D’autres mesures fiscales comprennent l’augmentation des dépenses au titre du programme d’investissement public approuvé, en particulier les dépenses consacrées aux projets d’aide publique au développement en préparation. Le soutien stratégique du secteur privé, tel que l’investissement dans l’infrastructure numérique du pays, est également mis en œuvre.

À la mi-août, le ministère de l’Information et des Communications a annoncé le lancement de la plateforme de blockchain akaChain qui aide les entreprises à raccourcir le temps consacré à des tâches telles que les procédures électroniques Know Your Customer, l’évaluation du crédit et les programmes de fidélisation de la clientèle. Une sécurité et une transparence améliorées sont également possibles dans les développements futurs de cette technologie. Dans un pays à la démographie relativement jeune, l’enseignement et l’apprentissage à distance, ainsi que la télémédecine, sont des progrès qui ont été impulsés par le COVID-19.

Le secteur privé formel n’est qu’un domaine qui a besoin de soutien. Le secteur privé informel du Vietnam (dans le tourisme et d’autres services) est important et peut rebondir plus rapidement que le secteur formel une fois que les restrictions relatives au COVID-19 seront assouplies. Le rapport de la Banque mondiale souligne un certain nombre de risques associés à cette stratégie à court et moyen terme.

Premièrement, en termes de position extérieure du Vietnam, la forte croissance des exportations, les investissements directs étrangers et les envois de fonds au cours des cinq dernières années ont abouti à un tampon raisonnablement confortable de réserves internationales.

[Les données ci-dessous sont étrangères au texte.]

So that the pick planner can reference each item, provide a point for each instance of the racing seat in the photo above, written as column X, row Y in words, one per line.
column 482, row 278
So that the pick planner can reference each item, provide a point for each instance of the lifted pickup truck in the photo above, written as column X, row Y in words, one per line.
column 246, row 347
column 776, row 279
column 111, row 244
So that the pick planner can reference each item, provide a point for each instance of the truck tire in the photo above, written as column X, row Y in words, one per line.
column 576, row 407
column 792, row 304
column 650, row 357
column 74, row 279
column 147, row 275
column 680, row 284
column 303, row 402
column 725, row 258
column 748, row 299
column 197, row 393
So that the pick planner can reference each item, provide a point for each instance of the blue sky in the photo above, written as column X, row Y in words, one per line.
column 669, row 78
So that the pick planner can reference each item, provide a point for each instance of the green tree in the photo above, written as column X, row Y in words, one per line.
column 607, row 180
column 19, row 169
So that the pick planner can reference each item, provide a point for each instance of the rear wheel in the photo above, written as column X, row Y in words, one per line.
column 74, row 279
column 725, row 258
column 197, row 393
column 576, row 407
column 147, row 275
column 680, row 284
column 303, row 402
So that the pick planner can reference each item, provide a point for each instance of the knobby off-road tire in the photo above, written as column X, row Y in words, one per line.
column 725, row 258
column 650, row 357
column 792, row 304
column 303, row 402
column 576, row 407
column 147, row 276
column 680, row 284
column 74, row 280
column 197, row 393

La structure industrielle du Vietnam est telle que les exportations sont fortement liées aux intrants importés. Ainsi, une réduction significative des exportations de marchandises s’accompagne généralement d’une baisse des importations afin que la balance commerciale des marchandises ne soit pas sérieusement affectée. Paradoxalement, ce manque de lien en amont dans la structure industrielle du Vietnam est un sérieux obstacle à une croissance rapide à long terme.

Deuxièmement, l’assainissement budgétaire au cours des trois dernières années signifie qu’il y a une certaine marge de manœuvre pour une relance budgétaire à court terme sans alourdir considérablement le fardeau de la dette publique, qui est tombée à environ 55 pour cent du PIB. En effet, la hausse attendue de la dette publique pourrait accroître la pression pour relancer la privatisation des entreprises publiques (SOE) – un programme qui est au point mort depuis 2018. Cela aurait des avantages importants à long terme.

Enfin, un assouplissement monétaire est désormais nécessaire, mais pourrait entraîner une nouvelle détérioration de la qualité des prêts et une augmentation du nombre de prêts non productifs dans le système bancaire. La gestion de ce risque permettrait de tester l’efficacité des structures réglementaires du gouvernement nécessaires à la croissance à long terme.

Les réformes fondamentales nécessaires pour réaliser l’ambition du Vietnam de sortir du piège du revenu intermédiaire restent inchangées. Ils comprennent la restructuration des banques et des entreprises publiques et la mise en place d’institutions publiques efficaces et responsables. Dans une économie très ouverte comme celle du Vietnam, et pendant une période où l’économie mondiale a été durement touchée par le COVID-19, la résilience à court terme doit s’accompagner d’une volonté politique de poursuivre les réformes structurelles qui continueront de créer une dynamique à long terme. croissance à terme.

Bien qu’il ait pu y avoir un élément de chance dans le détournement du commerce et des investissements à court terme ainsi que dans le calendrier de gestion de la pandémie, une bonne politique a généralement été adoptée et continuera d’être cruciale pour assurer la croissance économique à long terme du Vietnam.

Suiwah Leung est professeur agrégé honoraire d’économie à la Crawford School of Public Policy de l’Université nationale australienne.

Cet article fait partie d’un Série de fonctions spéciales EAF sur la crise du nouveau coronavirus et son impact.